Dead Letter Queue

Last updated: March 25, 2026
Admin Tools

Dead Letter Queue

What is the Dead Letter Queue?

The Dead Letter Queue (DLQ) is a holding area for events that failed to process successfully. Think of it like a "problem bin" where failed events go so they don't get lost - you can review them, fix issues, and retry them later.

Why Events Fail

Events end up in the DLQ when:

  • Database is temporarily down - Event can't save data
  • External API fails - Email service, QuickBooks, or other integrations timeout
  • Code bugs - Event handler crashes due to unexpected data
  • Network issues - Can't reach required services
  • Resource exhaustion - System too busy to process

The DLQ Lifecycle

Event Emitted → Processing Attempt → FAILED → Dead Letter Queue
                                                    ↓
              ┌─────────────────────────────────────┼─────────────────┐
              ↓                                     ↓                 ↓
         [RETRY]                              [RESOLVE]          [DISCARD]
              ↓                                     ↓                 ↓
    Try processing again              Mark as handled            Delete permanently
    (after fixing issue)              (won't retry)              (data loss)

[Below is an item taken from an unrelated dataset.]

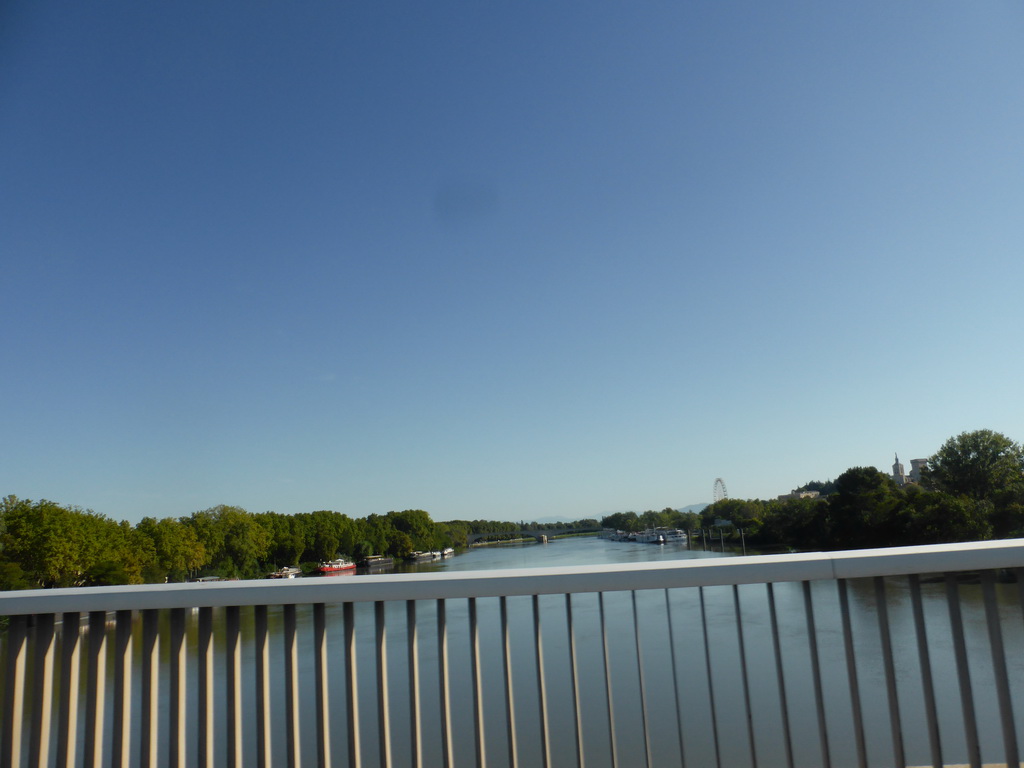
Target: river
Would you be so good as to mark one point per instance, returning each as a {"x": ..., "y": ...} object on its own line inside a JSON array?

Understanding the Interface

Main Table Columns

ColumnWhat It MeansExample
Event TypeWhat kind of event failedlisting.created, email.sent
ErrorWhy it failed (short version)Connection timeout, Null pointer
ListenerWhich handler failedEmailNotificationListener
RetriesHow many times we tried2/3 (2 attempts, 3 max)
CreatedWhen the event originally happenedMar 25, 2026 2:30 PM
ActionsWhat you can doRetry, Resolve, Discard

Status Indicators

  • 🔴 Red badge: Failed and unresolved (needs attention)
  • 🟡 Yellow badge: Failed but retry scheduled
  • 🟢 Green badge: Resolved (manually marked as handled)

How to Use This Page

Scenario 1: Email Service Was Down

Problem: External email API was down for 30 minutes, 50 email.sent events failed.

Solution:

  1. Go to Dead Letter Queue
  2. Filter by Event Type: email.sent
  3. Select all 50 events (checkboxes)
  4. Click "Retry Selected"
  5. Confirm in dialog
  6. Events will be re-processed (emails will send)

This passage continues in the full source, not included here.